Critical healthcare infrastructure under pressure
Al Hamshari Hospital, operated by the Palestine Red Crescent Society near Ein el Hilweh refugee camp, faces extraordinary operational demands. With 80 beds, 56 doctors, and 31 nurses, the facility serves over 4,000 patients monthly whilst performing more than 400 surgeries during crisis periods. The hospital remains the sole provider of dialysis services for southern Palestinian refugee camps in Lebanon.
Palestinian refugees in Lebanon are systematically excluded from the national healthcare system, creating an isolated medical ecosystem where facilities like Al Hamshari must provide comprehensive care with limited international support. This exclusion compounds the clinical workload, with doctors frequently managing upwards of 60 patients daily across multiple specialties.

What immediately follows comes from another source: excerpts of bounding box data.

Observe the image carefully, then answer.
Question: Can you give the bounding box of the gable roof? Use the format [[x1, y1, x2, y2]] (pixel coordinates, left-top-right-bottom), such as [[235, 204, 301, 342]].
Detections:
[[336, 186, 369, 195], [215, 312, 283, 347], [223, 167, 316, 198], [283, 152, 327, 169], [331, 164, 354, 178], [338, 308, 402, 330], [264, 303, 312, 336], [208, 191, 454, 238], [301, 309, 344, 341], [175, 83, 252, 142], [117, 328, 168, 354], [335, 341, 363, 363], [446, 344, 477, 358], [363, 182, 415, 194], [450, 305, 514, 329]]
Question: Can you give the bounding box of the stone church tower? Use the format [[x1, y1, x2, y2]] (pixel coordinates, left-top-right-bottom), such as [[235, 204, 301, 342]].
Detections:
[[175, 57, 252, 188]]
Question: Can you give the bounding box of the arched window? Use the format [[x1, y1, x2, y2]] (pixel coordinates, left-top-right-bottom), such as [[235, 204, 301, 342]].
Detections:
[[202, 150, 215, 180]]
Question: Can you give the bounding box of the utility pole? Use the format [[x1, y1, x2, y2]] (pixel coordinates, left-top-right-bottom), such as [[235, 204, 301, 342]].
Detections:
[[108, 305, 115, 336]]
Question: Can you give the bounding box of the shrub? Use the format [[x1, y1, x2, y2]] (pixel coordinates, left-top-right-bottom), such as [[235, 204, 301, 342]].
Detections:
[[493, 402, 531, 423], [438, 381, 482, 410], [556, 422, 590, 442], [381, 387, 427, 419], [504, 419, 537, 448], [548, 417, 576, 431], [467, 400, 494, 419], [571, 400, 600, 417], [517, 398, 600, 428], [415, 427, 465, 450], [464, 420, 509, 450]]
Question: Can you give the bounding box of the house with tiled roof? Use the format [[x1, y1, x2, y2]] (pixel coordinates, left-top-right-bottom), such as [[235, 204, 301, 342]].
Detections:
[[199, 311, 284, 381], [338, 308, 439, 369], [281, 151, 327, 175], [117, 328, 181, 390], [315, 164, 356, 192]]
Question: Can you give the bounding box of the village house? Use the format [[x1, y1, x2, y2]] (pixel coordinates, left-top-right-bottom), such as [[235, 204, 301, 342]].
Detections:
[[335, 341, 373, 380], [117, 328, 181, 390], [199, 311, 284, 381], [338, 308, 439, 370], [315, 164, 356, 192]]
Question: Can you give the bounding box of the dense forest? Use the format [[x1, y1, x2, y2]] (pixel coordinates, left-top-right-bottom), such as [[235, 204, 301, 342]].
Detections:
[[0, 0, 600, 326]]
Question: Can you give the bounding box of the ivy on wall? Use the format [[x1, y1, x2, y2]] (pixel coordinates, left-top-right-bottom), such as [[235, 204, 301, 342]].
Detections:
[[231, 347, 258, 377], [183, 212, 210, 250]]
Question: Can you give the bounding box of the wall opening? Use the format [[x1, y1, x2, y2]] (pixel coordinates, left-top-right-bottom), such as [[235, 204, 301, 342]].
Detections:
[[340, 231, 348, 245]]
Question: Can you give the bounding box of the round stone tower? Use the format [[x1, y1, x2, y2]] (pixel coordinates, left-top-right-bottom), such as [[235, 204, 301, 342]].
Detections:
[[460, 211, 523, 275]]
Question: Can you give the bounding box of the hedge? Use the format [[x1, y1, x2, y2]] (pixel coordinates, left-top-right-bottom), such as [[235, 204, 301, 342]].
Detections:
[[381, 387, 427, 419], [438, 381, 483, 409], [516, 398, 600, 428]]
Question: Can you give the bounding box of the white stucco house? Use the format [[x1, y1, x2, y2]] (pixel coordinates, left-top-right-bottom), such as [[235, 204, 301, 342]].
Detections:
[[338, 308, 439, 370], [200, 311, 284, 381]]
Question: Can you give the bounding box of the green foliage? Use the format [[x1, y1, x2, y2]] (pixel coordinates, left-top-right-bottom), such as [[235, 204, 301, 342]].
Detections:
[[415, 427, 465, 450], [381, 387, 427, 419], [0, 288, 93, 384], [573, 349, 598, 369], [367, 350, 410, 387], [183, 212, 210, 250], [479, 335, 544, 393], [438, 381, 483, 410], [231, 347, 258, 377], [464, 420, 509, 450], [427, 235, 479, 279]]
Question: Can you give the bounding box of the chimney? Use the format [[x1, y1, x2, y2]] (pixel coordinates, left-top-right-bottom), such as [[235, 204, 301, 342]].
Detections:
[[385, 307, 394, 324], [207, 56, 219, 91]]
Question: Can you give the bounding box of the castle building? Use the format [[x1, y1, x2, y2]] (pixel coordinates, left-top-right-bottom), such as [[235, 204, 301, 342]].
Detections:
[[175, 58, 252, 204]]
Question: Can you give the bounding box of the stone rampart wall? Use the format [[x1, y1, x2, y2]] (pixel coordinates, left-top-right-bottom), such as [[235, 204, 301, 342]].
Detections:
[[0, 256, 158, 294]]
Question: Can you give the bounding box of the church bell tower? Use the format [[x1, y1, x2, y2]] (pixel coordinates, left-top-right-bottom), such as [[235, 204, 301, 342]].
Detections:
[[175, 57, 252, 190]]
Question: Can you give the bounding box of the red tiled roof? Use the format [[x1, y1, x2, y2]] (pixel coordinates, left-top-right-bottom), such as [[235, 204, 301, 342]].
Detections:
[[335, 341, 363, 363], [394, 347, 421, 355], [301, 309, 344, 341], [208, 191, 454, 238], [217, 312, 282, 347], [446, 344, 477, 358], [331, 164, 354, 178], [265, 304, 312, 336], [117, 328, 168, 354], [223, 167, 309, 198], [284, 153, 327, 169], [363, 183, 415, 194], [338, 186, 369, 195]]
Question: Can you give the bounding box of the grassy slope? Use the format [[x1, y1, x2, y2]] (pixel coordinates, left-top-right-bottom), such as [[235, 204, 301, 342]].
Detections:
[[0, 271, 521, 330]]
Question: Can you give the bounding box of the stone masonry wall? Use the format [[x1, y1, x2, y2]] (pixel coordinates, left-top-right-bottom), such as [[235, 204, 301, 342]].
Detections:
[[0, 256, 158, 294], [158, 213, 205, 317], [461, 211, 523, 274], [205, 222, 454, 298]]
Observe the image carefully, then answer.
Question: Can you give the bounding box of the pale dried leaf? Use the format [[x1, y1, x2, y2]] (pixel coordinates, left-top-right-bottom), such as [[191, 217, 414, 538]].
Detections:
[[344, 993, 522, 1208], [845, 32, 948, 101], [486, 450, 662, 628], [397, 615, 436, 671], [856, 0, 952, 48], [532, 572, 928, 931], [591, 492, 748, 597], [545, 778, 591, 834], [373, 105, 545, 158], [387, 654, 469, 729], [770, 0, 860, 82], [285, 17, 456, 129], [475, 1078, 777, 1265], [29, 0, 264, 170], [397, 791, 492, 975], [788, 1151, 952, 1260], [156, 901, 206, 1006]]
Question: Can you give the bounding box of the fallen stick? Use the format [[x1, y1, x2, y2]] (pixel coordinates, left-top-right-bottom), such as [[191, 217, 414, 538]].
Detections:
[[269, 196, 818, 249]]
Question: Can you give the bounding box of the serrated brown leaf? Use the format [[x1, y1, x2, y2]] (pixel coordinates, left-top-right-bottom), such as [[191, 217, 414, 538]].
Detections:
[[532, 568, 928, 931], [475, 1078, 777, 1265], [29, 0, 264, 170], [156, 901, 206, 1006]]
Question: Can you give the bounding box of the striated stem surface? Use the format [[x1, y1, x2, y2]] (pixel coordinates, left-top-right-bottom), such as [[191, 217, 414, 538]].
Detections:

The hospital’s medical staff, predominantly Palestinian doctors, function simultaneously as generalists, specialists, and emergency physicians due to the absence of referral pathways or tertiary care facilities. This multidisciplinary approach, whilst necessary, intensifies the administrative and clinical burden on individual practitioners.
AI technology adaptation for low-resource environments
Rhazes AI’s clinical assistant platform addresses these challenges through real-time consultation transcription, diagnostic reasoning support, and evidence-based management plan generation. The agentic system operates without requiring extensive hospital infrastructure, adapting to the resource constraints typical of humanitarian medical facilities.
The technology automates documentation processes, generating structured summaries, admission notes, billing codes, and patient record insights. This functionality directly targets the administrative burden that disproportionately affects overstretched clinical teams in under-resourced settings.
Dr Zaid Al-Fagih, co-founder and CEO of Rhazes AI, commented: “This collaboration is about bringing tools usually reserved for high-tech, high-resource hospitals into the hands of clinicians working on the frontlines. Advanced tools don’t need to wait for perfect conditions, they, and should, start where the need is greatest.”
Clinical evidence base and implementation methodology
The deployment builds upon previously published evidence in Emergency Medical Journal demonstrating the platform’s capacity to reduce documentation time by over 60 percent. The current pilot operates as a non-randomised, controlled implementation trial from August to November 2025, assessing impacts on documentation time, decision confidence, and patient flow.
Rola Soboh, a Rhazes AI associate implementing the pilot, highlighted the personal significance of the initiative: “Doctors here don’t just treat patients, they carry entire communities. So, when we talk about easing their load, it’s not just administrative, it’s emotional, physical, everything.”
The pilot represents a critical evaluation of AI technology’s applicability in humanitarian healthcare contexts, potentially establishing frameworks for similar implementations across under-resourced medical environments globally. The partnership between Rhazes AI and the Palestine Red Crescent Society demonstrates how private sector innovation can address systematic healthcare inequities in conflict-affected regions.